It’s how Inside the Actor’s Studio host James Lipton concludes each interview. A handful of questions adopted from famed French interviewer and journalist Bernard Pivot, Lipton’s inquiries are designed to not only entertain but also probe the psyches of his guests to discover what turns them on, turns them off, moves them, and makes them tick. Lipton gives a nod to Pivot as his inspiration for the final segment of each episode, and he also briefly acknowledges Marcel Proust — author of the seminal novel À la recherche du temps perdu, or In Search of Lost Time — who popularized the questionnaire in the early part of the 20th century and from whom the questionnaire received its name.

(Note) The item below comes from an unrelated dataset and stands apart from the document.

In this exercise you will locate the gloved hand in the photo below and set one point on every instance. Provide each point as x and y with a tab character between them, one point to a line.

History of the Proust Questionnaire
According to NPR, the questionnaire was originally conceived in the early 19th century as a Parisian parlor game; however, Proust completed the questionnaire twice at ages 14 and 20 in order to examine his growth — or lack thereof — as a human being. His answers, published under the title ‘Salon Confidences Written by Marcel,’ reveal much about the enigmatic author’s most inner thoughts on life, love, regret and art, subjects that populate Proust’s classic, serialized novel, which playwright Harold Pinter adapted for the screen in 1972.

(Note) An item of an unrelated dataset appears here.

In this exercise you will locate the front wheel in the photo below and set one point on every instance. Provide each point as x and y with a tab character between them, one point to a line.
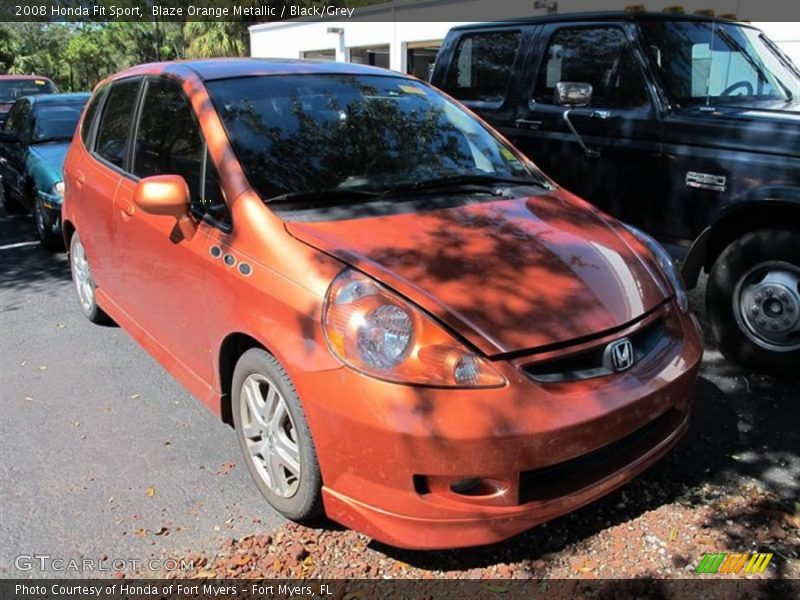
274	436
753	301
84	282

More than 100 years on, the Proust Questionnaire has left an indelible legacy. Vanity Fair has been publishing a modified version featuring celebrities, authors and newsmakers of the day for nearly two decades, and the questionnaire is often used as a character-development tool in creative writing and literature courses at the high school and university level.
Proust's Responses
If the end goal of the Proust Questionnaire is some kind of internal self-discovery, it only makes sense to view Proust’s responses as a lens with which to examine the author’s inner workings. Below are some of Proust’s more interesting responses, ones that provide insight into his personal life, preoccupations, and themes that surface time and time again in his writings.
Question: What is the military event you admire the most?

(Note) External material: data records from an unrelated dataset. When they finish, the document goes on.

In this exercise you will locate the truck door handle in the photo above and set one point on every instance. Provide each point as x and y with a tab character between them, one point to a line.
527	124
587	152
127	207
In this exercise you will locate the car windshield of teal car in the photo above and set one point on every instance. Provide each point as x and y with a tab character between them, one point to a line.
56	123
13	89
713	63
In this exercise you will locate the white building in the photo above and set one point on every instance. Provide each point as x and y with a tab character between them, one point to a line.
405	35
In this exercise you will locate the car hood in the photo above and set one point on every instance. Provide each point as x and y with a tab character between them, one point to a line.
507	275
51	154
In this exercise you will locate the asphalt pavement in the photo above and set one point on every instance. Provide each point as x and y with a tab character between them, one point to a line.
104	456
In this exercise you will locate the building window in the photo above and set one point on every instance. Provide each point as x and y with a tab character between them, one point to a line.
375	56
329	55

Answer: My military service.
Despite being sickly throughout childhood and most of his adult life — Proust died of pneumonia in 1922 at the age of 51 — Proust served one year in the French army from 1889 to 1890. Self-characterized as undisciplined and somewhat foundering at the time, Proust credits his brief stint in the French army with providing him the focus necessary to compose several portions of In Search of Lost Time. Largely seen by his peers as a snob and ferocious social-climber, Proust’s time in the military and reentry into civilian life play heavily into the themes and concerns of several early volumes of In Search of Lost Time.
Question: What is your favorite color?
Answer: The beauty is not in the colors, but in their harmony.
Known for his dense, voluminous prose-style, it’s easy to see how this response plays right into the way in which Proust employed language. Perhaps less-focused on individual word choice and more on the way in which each word works with the next in the context of a sentence or thought, much of the joy of In Search of Lost Time is reading the text slowly, savoring each line, dissecting it, and ruminating on the interplay of each image Proust creates.
In fact, the opening moments of Pinter's screenplay, in an effort to authentically capture the mood of the novel, are comprised solely of evocative imagery: "Yellow screen. Sound of garden gate bell. Open countryside, line of trees seen from railway carriage."
Question: What is your main fault?
Answer: Not knowing, not being able to ‘want.’
Much of the themes of Proust’s masterpiece center on memory — how time passes, can slip right by, and how we orient ourselves in the world. Told in seven parts, the 3,200 page epic features attempts to encapsulate the entire life of the narrator, aptly named Marcel. In Search of Lost Time focuses not on plot or action, but on the inner-most desires of the characters, their psychology, the way they process the world around them, and ultimately what they choose to remember and why. In simplest terms, the novel’s central theme pivots on what do human beings really want out of a life and why, and the choices they make to make those wants a reality.
Try it out!
Interested in taking the Proust Questionnaire yourself? Here are a few questions to get you going.
Which talent would you most like to have?
How would you like to die?
What is your motto?
In which country would you like to live?
What is the trait you most deplore in yourself?